Industry implications & recommendations
- Protect sport integrity: Leagues and operators must prioritize credibility over short-term revenue from sponsorships and partnerships.
- Reconsider college prop markets: Art strongly advocates removing prop bets on college athletes/individual performances.
- Strengthen regulation on proxy wagering and better monitoring tools: modern tech helps spot line moves across markets but regulators must continue to evolve rules against runners/proxy accounts.
- Sportsbooks must balance brick-and-mortar experience with app competition: Vegas still valuable for in-person experience, but sportsbooks must address costs, fees, and guest experience to remain competitive as nationwide legalization expands.
- Public messaging and league partnerships: avoid contradictory stances (discourage betting for players/staff while fully embracing gambling sponsors) to reduce mixed signals that could erode integrity.
Practical advice for bettors (from conversation)
- Bet the number, not the team — focus on value and line shopping.
- Be cautious with prop bets and in-play wagers — they’re fun but carry more integrity and exploit risk.
- Understand the limits: sports betting margins are thin; sustained winning is difficult even for good handicappers.
Episode structure & extras
- The episode includes a number of ad reads/sponsors (M-Drive, Verizon, Hard Rock Bet, State Farm, QuickBooks, Xfinity, etc.).

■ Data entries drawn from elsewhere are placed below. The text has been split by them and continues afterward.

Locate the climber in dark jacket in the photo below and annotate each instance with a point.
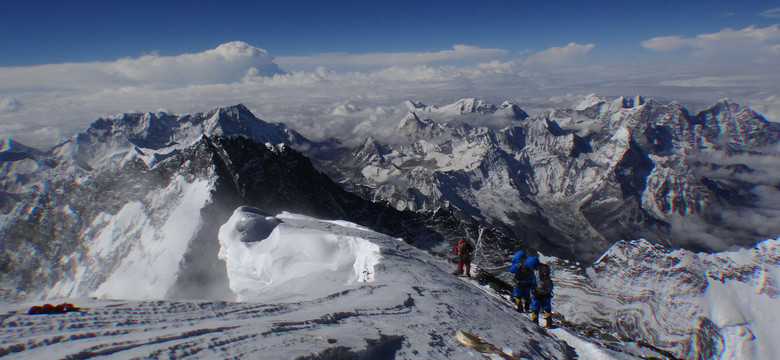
(539, 301)
(522, 282)
(463, 249)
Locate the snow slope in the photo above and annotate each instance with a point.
(693, 305)
(315, 301)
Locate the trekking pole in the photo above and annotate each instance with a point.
(477, 343)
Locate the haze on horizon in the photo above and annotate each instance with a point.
(303, 62)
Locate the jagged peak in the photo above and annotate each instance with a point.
(629, 102)
(13, 145)
(410, 120)
(414, 105)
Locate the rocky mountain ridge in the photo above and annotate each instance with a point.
(574, 181)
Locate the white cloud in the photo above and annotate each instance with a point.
(666, 43)
(8, 105)
(773, 13)
(62, 99)
(751, 41)
(561, 55)
(398, 59)
(226, 64)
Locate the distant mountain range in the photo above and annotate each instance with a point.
(570, 182)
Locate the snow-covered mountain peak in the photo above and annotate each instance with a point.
(414, 105)
(468, 106)
(590, 101)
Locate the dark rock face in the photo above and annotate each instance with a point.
(51, 243)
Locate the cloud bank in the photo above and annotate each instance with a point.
(41, 104)
(749, 42)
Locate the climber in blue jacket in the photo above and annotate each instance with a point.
(522, 282)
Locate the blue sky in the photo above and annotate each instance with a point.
(44, 32)
(65, 63)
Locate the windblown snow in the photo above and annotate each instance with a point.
(293, 262)
(314, 289)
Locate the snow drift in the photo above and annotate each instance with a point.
(270, 260)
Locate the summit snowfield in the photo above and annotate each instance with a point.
(175, 212)
(314, 289)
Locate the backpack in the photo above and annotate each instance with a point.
(523, 277)
(544, 285)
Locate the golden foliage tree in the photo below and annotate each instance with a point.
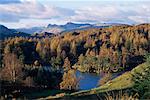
(70, 81)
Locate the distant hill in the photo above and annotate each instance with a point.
(5, 32)
(56, 29)
(31, 30)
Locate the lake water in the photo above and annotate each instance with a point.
(87, 80)
(90, 80)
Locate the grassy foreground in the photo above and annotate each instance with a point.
(123, 81)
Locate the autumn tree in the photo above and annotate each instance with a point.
(70, 81)
(67, 65)
(12, 70)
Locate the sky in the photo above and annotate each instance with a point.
(32, 13)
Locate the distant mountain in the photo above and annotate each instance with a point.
(31, 30)
(5, 32)
(67, 27)
(56, 29)
(44, 34)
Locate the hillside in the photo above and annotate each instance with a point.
(123, 81)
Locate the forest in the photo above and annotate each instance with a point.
(50, 62)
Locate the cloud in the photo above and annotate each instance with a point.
(31, 10)
(139, 13)
(9, 1)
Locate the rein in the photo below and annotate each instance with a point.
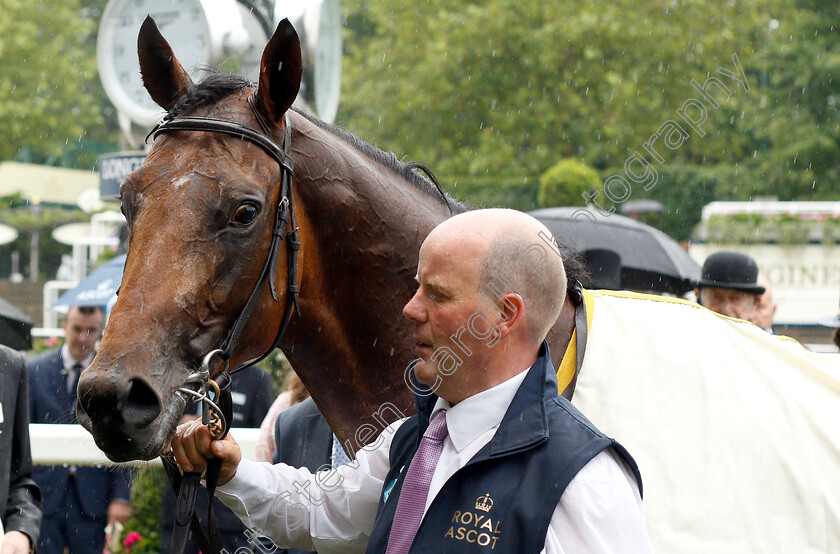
(217, 412)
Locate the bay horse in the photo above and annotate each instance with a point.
(734, 430)
(201, 214)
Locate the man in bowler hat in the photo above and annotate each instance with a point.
(729, 285)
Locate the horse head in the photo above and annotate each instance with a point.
(202, 206)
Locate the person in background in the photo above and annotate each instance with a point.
(252, 393)
(729, 285)
(293, 393)
(78, 502)
(766, 310)
(20, 498)
(495, 458)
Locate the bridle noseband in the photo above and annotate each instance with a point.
(217, 412)
(284, 216)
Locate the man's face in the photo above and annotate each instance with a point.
(729, 302)
(81, 331)
(447, 296)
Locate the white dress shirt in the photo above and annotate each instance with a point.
(69, 365)
(334, 510)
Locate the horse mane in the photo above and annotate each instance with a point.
(216, 86)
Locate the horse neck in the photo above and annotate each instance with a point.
(361, 230)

- Art promotes his book The Bookie; proceeds go to World Wildlife Fund and Blood Cancer United.
Why this episode matters
- It mixes institutional history (how modern sportsbooks were built and regulated) with vivid examples of how gambling has intersected with major sports moments and scandals. For listeners curious about the operational side of betting, integrity risks, and how the industry changed from mob runners to app-driven mass markets, the episode offers both cautionary tales and practical viewpoints from a longtime insider.